China: officials try to reduce risk of rabies outbreak

Officials in the eastern city of Jining said Thursday they would kill all dogs within five kilometers (three miles) of areas where rabies was found, the official Xinhua News Agency said.

The measure came in response to the deaths of 16 people from rabies in Jining in the last eight months, Xinhua said. It didn't say when the killing would begin or how many animals would be killed or how, but said the city had about 500,000 dogs.

Rabies cases are on the rise in China, with more than 2,000 people dying from the disease each year. Only 3 percent of the country's dogs are vaccinated against rabies.

The slaughter in Jining, in Shandong province, comes just days after the killings of a reported 50,000 dogs in a weeklong crackdown in Mouding county in southwestern China's Yunnan province, launched after three people died of rabies.

The earlier massacre sparked unusually pointed criticism in state media and calls for a boycott of Chinese products from activist group People For the Ethical Treatment of Animals. Other massacres have been reported elsewhere in China this year, although the government says it has no standard policy of culling dogs.

People answering phones at Jining's city government and epidemic control center refused to comment or said they weren't authorized to release information to media.

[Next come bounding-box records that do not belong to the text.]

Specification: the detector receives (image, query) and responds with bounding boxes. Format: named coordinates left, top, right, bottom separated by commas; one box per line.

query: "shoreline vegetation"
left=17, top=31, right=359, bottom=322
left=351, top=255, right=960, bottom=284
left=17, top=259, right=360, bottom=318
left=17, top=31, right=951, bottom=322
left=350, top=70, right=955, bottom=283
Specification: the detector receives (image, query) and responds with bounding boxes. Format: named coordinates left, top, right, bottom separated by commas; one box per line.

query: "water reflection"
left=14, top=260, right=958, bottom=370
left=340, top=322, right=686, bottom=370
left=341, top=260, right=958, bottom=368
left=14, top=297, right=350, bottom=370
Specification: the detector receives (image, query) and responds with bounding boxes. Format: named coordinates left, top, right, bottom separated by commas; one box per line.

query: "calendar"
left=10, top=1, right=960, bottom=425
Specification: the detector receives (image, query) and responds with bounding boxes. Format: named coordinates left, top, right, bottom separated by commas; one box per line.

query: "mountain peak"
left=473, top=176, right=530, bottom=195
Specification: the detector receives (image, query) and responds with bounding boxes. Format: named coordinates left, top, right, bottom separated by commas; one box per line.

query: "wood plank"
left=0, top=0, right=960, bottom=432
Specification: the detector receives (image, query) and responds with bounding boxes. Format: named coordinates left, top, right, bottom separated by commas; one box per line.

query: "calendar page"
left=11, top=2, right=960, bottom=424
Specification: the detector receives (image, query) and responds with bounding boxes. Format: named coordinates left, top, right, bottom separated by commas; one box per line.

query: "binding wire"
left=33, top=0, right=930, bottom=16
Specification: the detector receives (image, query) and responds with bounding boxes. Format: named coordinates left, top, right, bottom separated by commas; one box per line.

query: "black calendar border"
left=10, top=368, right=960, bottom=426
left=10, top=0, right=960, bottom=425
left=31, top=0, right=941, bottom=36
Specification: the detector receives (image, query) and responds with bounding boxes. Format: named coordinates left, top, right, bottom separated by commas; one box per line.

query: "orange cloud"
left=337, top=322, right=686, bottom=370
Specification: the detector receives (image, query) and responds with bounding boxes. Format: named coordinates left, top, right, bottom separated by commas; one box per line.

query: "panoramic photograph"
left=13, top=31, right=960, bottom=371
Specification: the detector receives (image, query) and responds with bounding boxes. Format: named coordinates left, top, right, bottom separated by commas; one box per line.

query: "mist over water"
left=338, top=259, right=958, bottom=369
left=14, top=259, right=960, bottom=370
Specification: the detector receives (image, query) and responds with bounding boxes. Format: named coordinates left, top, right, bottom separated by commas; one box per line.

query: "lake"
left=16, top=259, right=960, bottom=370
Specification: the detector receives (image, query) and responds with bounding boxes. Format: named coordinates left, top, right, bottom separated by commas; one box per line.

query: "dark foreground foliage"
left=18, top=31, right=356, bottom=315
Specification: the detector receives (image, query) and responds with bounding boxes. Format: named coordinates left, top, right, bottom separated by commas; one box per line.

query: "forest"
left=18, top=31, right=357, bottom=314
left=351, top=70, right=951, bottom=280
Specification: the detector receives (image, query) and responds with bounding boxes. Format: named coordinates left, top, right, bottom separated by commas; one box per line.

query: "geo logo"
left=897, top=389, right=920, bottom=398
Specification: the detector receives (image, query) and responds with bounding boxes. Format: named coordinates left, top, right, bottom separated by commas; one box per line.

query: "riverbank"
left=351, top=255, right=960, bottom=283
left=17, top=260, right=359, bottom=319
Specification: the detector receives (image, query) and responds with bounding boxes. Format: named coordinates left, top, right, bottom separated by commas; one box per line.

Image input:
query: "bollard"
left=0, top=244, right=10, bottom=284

The World Health Organization has not directly criticized the culls, although WHO experts describe them as stopgap measures that underscore a lack of coordination and other problems with China's struggling health care system.

The killings have prompted heavy commentary in state media and online forums, with opinions strong divided.

Rabies attacks the nervous system. In humans, it normally results in death within a week after symptoms develop.